Setor de trefilados registra queda de 6,1% em março na comparação anual, mas economista aponta leve recuperação de 1,7% em relação ao fechamento de 2025.
O setor de produtos derivados de arames de aço encerrou o primeiro trimestre de 2026 com uma retração de 6,7% na comparação com o mesmo período do ano anterior.
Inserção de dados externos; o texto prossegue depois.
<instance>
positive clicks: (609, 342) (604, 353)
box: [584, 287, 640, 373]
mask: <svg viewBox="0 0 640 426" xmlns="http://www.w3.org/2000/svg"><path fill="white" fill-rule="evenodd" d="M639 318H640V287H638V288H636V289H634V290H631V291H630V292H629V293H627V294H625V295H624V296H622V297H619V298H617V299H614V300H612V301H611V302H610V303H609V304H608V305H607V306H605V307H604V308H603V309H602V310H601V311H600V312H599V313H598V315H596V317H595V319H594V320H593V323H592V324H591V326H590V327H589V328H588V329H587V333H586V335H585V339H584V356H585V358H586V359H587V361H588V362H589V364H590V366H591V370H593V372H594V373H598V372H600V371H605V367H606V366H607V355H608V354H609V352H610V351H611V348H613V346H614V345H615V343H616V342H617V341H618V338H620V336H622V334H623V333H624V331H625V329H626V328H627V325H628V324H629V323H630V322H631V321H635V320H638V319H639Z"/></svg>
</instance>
Os dados da indústria de trefilados, divulgados pelo IBGE, apontam um cenário de retração acentuada no ritmo produtivo em março, que registrou queda de 6,1% contra março de 2025.
Na análise mensal dessazonalizada, a produção de arames recuou 1,3% em março frente a fevereiro de 2026. Para André Cattaruzzi, economista da Abimetal-Sicetel, os números exigem uma leitura atenta sobre os ciclos de estoque e demanda.
“Embora o acumulado do trimestre mostre uma queda de 6,7% em relação ao ano passado, observamos um aumento de 1,7% na produção deste primeiro trimestre de 2026 quando comparado ao quarto trimestre de 2025. Entretanto, esta leve melhora da produção se dá diante de intensa competição com importados e margens cada vez mais apertadas para a indústria”, avalia Cattaruzzi.
Desempenho da metalurgia e produtos de metal
O cenário nos demais setores da cadeia metalúrgica apresenta variações mistas:
- Metalurgia: O segmento teve queda de 0,4% em março contra o mesmo mês de 2025. No acumulado do trimestre, a retração é de 1,1%. Contudo, houve um aumento de 1,2% em março contra o mês anterior (dado dessazonalizado).
- Produtos de metal: O setor (exceto máquinas e equipamentos) registrou alta de 2,7% em março contra março de 2025. Apesar da estabilidade em relação a fevereiro, o acumulado do trimestre ainda é negativo em 4%.
“Os dados indicam quedas generalizadas para o setor processador de aço no começo do ano, bem como suas áreas correlatas – metalurgia e produção de metais, exceto máquinas e equipamentos. Este cenário adverso deve prosseguir, marcado pelos juros elevados, câmbio apreciado, forte entrada de importações além das incertezas de ano eleitoral e relacionadas aos acontecimentos internacionais, com destaque à guerra no Oriente Médio”, finaliza o economista André Cattaruzzi.